I would like to show that two problems are equivalent, so that by solving one of them I get the optimal solution to the second. Formally, I'm trying to prove that: $$ \min_{\mathbf{x,y}\in\mathbf{X\times Y}}\; f(\mathbf{x,y})\; =\; \min_{\mathbf{x}\in\mathbf{X}}\; \min_{\mathbf{y}\in\mathbf{Y}} f(\mathbf{x,y}) $$ where $f$ is a closed, proper, convex function and $\mathbf{X,Y}$ are closed convex sets. Is this generally possible? So far I have the "easy" direction: $$ \min_{\mathbf{x}\in\mathbf{X}}\; \min_{\mathbf{y}\in\mathbf{Y}} f(\mathbf{x,y})=\min_{\mathbf{x}\in\mathbf{X}}\; \min_{\mathbf{x,y}\in\mathbb{R}^n\times\mathbf{Y}} f(\mathbf{x,y})\leq \min_{\mathbf{x}\in\mathbf{X}}\; \min_{\mathbf{x,y}\in\mathbf{X\times Y}} f(\mathbf{x,y}) = \min_{\mathbf{x,y}\in\mathbf{X\times Y}} f(\mathbf{x,y}) $$ where the first inequality is due to the fact that $\big(\mathbf{X\times Y}\big)\subseteq\mathbb{R}^n\times\mathbf{Y}$ and the second equality is since we already minimized w.r.t. $\mathbf{x}$, hence the inner minimization produced a solution which is already optimal in $\mathbf{x}$.
However I'm not sure how to get the opposite direction. Does anyone have any ideas? Maybe a different technique should be used?

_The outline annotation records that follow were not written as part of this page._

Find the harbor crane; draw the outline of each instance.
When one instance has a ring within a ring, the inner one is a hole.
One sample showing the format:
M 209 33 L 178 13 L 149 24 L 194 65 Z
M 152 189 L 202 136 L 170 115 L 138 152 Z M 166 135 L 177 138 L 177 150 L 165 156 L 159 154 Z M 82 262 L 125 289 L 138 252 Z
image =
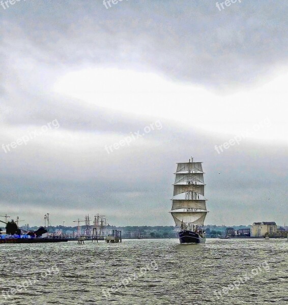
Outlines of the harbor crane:
M 0 215 L 0 217 L 5 217 L 5 223 L 7 223 L 7 218 L 10 218 L 11 216 L 8 216 L 7 214 L 5 214 L 5 216 L 3 216 L 2 215 Z
M 85 221 L 86 221 L 85 220 L 80 220 L 80 219 L 79 218 L 78 219 L 78 220 L 73 220 L 73 222 L 78 223 L 77 230 L 78 230 L 78 233 L 79 234 L 79 236 L 80 236 L 81 235 L 81 229 L 80 228 L 80 223 L 85 222 Z
M 19 220 L 19 216 L 17 216 L 16 221 L 16 224 L 17 227 L 19 227 L 19 223 L 21 221 L 25 221 L 24 220 Z

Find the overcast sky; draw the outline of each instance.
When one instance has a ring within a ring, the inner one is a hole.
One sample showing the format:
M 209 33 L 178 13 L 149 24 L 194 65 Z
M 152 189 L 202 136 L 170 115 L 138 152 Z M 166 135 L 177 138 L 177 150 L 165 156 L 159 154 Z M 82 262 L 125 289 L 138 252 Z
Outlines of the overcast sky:
M 1 215 L 174 225 L 192 156 L 206 224 L 288 223 L 288 3 L 110 4 L 0 6 Z

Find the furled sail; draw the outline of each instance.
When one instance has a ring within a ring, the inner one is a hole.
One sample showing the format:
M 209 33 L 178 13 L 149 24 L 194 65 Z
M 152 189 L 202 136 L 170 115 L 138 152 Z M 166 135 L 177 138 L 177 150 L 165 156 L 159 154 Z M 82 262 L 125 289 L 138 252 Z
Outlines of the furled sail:
M 177 226 L 182 222 L 201 226 L 207 213 L 205 184 L 201 162 L 177 163 L 174 196 L 170 212 Z
M 179 174 L 176 173 L 175 184 L 204 184 L 203 173 Z
M 183 163 L 177 163 L 177 172 L 183 171 L 202 172 L 201 162 L 184 162 Z
M 180 208 L 195 208 L 206 210 L 206 200 L 172 200 L 172 210 Z
M 185 192 L 192 191 L 197 194 L 200 194 L 204 196 L 204 186 L 200 185 L 174 185 L 174 196 L 176 196 L 181 193 Z
M 170 212 L 177 226 L 181 226 L 182 221 L 184 223 L 203 226 L 205 217 L 208 212 L 207 211 L 200 212 Z

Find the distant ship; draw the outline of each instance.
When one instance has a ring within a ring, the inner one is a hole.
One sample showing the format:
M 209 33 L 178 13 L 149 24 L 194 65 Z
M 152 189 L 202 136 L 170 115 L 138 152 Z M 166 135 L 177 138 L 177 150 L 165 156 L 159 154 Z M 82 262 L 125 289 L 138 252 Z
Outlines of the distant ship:
M 180 243 L 205 242 L 206 233 L 202 228 L 208 211 L 204 197 L 202 162 L 177 163 L 172 208 L 170 213 L 180 227 Z

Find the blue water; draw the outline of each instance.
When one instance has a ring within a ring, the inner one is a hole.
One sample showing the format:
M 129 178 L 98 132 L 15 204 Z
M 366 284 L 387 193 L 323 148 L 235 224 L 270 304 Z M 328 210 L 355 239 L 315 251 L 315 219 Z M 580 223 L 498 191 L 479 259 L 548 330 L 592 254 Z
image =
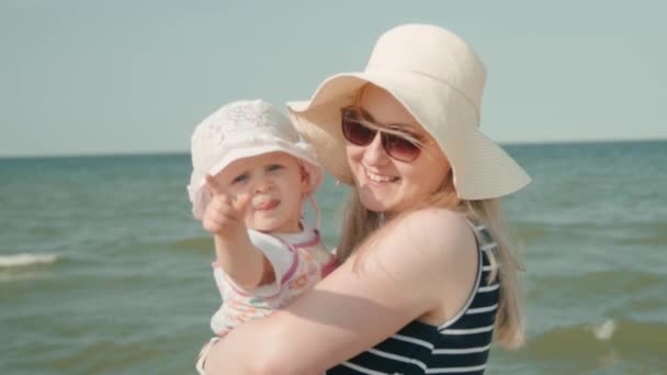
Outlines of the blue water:
M 667 373 L 667 141 L 506 149 L 533 178 L 505 203 L 528 342 L 487 373 Z M 0 374 L 193 373 L 219 295 L 189 175 L 184 154 L 0 159 Z

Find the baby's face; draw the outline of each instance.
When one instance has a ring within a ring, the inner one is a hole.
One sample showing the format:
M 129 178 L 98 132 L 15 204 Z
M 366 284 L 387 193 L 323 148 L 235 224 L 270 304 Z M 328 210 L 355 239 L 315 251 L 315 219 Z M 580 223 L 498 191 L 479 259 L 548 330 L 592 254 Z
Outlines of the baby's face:
M 285 152 L 239 159 L 214 179 L 231 195 L 250 194 L 248 228 L 264 232 L 297 232 L 308 179 L 298 160 Z

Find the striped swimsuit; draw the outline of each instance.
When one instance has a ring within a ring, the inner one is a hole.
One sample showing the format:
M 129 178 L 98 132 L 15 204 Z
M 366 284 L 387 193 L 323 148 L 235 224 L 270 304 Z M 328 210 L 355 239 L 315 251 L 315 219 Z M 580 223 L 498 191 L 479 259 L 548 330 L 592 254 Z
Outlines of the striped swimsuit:
M 479 265 L 475 289 L 459 316 L 439 326 L 411 321 L 372 349 L 329 371 L 349 374 L 483 374 L 494 334 L 500 297 L 498 280 L 488 284 L 496 251 L 488 230 L 474 226 Z M 496 258 L 497 259 L 497 258 Z

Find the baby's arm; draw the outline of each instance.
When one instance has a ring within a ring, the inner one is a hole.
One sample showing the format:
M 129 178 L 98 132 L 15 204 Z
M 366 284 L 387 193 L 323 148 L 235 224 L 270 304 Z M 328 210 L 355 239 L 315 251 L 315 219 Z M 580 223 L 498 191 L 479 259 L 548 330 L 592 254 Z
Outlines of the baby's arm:
M 210 175 L 206 185 L 212 200 L 202 225 L 213 235 L 217 262 L 238 286 L 250 289 L 273 281 L 273 269 L 257 249 L 244 221 L 249 195 L 230 196 Z

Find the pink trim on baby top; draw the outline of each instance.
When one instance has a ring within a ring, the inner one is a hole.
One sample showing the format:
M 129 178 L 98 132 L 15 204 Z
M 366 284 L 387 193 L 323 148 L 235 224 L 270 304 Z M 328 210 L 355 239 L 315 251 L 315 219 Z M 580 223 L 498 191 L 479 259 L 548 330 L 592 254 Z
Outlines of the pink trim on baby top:
M 321 279 L 325 279 L 325 276 L 327 276 L 329 273 L 334 272 L 334 270 L 336 270 L 337 266 L 338 266 L 338 262 L 336 262 L 336 258 L 331 259 L 330 262 L 323 265 L 321 272 L 320 272 Z

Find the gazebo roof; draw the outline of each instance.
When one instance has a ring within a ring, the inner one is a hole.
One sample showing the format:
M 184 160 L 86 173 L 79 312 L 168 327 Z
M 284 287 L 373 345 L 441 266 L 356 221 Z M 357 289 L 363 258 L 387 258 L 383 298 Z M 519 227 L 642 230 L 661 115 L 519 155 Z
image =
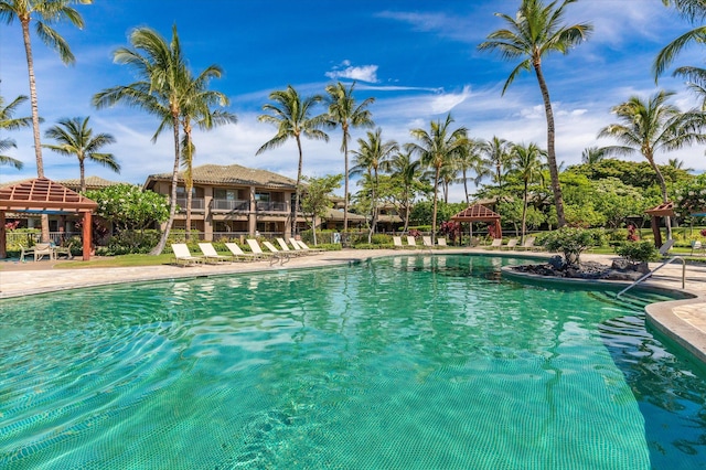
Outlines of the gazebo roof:
M 473 204 L 451 217 L 453 222 L 492 222 L 500 220 L 500 214 L 482 204 Z
M 0 211 L 75 214 L 97 207 L 96 202 L 46 178 L 0 189 Z
M 665 202 L 655 207 L 648 209 L 644 213 L 653 217 L 671 217 L 674 215 L 674 203 L 671 201 Z

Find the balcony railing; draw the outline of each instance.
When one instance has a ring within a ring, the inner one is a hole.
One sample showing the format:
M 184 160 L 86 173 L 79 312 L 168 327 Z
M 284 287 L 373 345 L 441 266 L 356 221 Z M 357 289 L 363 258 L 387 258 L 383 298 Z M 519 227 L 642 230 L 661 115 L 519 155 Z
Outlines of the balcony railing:
M 257 210 L 259 212 L 289 212 L 286 202 L 275 201 L 257 201 Z
M 213 199 L 211 201 L 212 211 L 236 211 L 247 212 L 250 209 L 250 202 L 247 200 L 227 200 L 227 199 Z
M 176 197 L 176 205 L 182 210 L 186 211 L 186 197 Z M 192 211 L 203 211 L 206 207 L 205 201 L 203 197 L 192 197 L 191 199 L 191 210 Z

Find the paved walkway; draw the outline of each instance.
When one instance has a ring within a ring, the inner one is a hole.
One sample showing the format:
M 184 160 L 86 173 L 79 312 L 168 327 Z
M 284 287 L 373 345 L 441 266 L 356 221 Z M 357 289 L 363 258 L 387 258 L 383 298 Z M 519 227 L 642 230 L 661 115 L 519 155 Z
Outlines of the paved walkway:
M 417 250 L 417 253 L 429 253 Z M 445 253 L 445 252 L 435 252 Z M 484 249 L 449 249 L 447 253 L 485 253 L 500 256 L 522 256 L 518 253 L 488 252 Z M 207 266 L 178 267 L 170 265 L 142 266 L 131 268 L 84 268 L 56 269 L 56 265 L 72 261 L 3 261 L 0 263 L 0 299 L 44 293 L 82 287 L 105 286 L 120 282 L 149 281 L 156 279 L 192 278 L 201 276 L 218 276 L 237 273 L 256 273 L 263 270 L 295 269 L 350 264 L 370 258 L 392 255 L 414 255 L 413 250 L 354 250 L 327 252 L 319 255 L 291 258 L 285 265 L 270 265 L 269 261 L 234 263 Z M 533 254 L 533 256 L 548 256 Z M 610 264 L 614 256 L 581 255 L 582 260 L 595 260 Z M 652 264 L 654 269 L 659 265 Z M 660 269 L 644 282 L 645 286 L 685 291 L 694 296 L 687 300 L 676 300 L 648 306 L 650 323 L 668 335 L 686 350 L 706 363 L 706 265 L 688 265 L 685 271 L 685 288 L 682 289 L 683 267 L 674 263 Z M 11 309 L 11 302 L 0 303 L 0 311 Z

Since you have minimums, they are reached at optimal points $\mathbb x^*$ and $\mathbb y^*$ ; and the value of the $\min$s is the value of $f$ at these points.
Note that if your sets and functions aren't convex and instead of minimums you have infimums (which aren't necessarily reached), this results still holds ; but instead of using points $\mathbb x^*, \mathbb y^*$ you have to use sequences that converge towards the right value, and be careful when taking the limit of limits...